If you resolve https://credentialengineregistry.org/resources/ce-b69aa3a7-3f58-442f-9539-291ea29cc958:

{
  "@context": "http://credreg.net/ctdl/schema/context/json",
  "@id": "https://credentialengineregistry.org/resources/ce-b69aa3a7-3f58-442f-9539-291ea29cc958"
  "@type": "ceterms:Certification",
  "ceterms:name": {
    "en-US": "My Credential Name"
  },
  "ceterms:requires": [
    {
      "ceterms:targetAssessment": [
        "https://credentialengineregistry.org/graph/ce-317bbd77-4375-4434-bcf4-1effc3398ed6",
        "_:bfb140c3-8b62-4d9a-a2f4-c2ce8cf65054"
      ]
    }
  ]
}
Lomilar commented 6 years ago

Thank you Nate for this summary. I saw this request and my brain broke trying to remember everything.

+1

siuc-nate commented 6 years ago

To summarize: This issue is basically solved, but we're keeping it open for now as a reference for implementation.

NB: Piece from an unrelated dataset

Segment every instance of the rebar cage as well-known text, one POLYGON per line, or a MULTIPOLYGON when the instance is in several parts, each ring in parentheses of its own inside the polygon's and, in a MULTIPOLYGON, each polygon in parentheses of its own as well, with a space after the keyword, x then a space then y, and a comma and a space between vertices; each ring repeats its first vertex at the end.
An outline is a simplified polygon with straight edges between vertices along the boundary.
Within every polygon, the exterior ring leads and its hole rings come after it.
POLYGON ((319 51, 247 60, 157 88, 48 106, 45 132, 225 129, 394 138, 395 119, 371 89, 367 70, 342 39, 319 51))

jeannekitchens commented 6 years ago

@stuartasutton @Lomilar @siuc-nate @cwd-mparsons @science we need to meet in June and finalize the data design and put a deadline on the related work.

siuc-nate commented 6 years ago

I have created a google document to describe the implementation details: https://docs.google.com/document/d/1rCEEMD4eKPpVPANsz_zOOPQ70otJzuFEecMUtzynHrc

jeff-grann commented 6 years ago

This Digital Competence framework for citizens (DigComp) could be used to illustrate how multiple languages are supported.

siuc-nate commented 5 years ago

Per our 4-9-2019 meeting: Closing this issue (finally!) as it has been implemented across our system.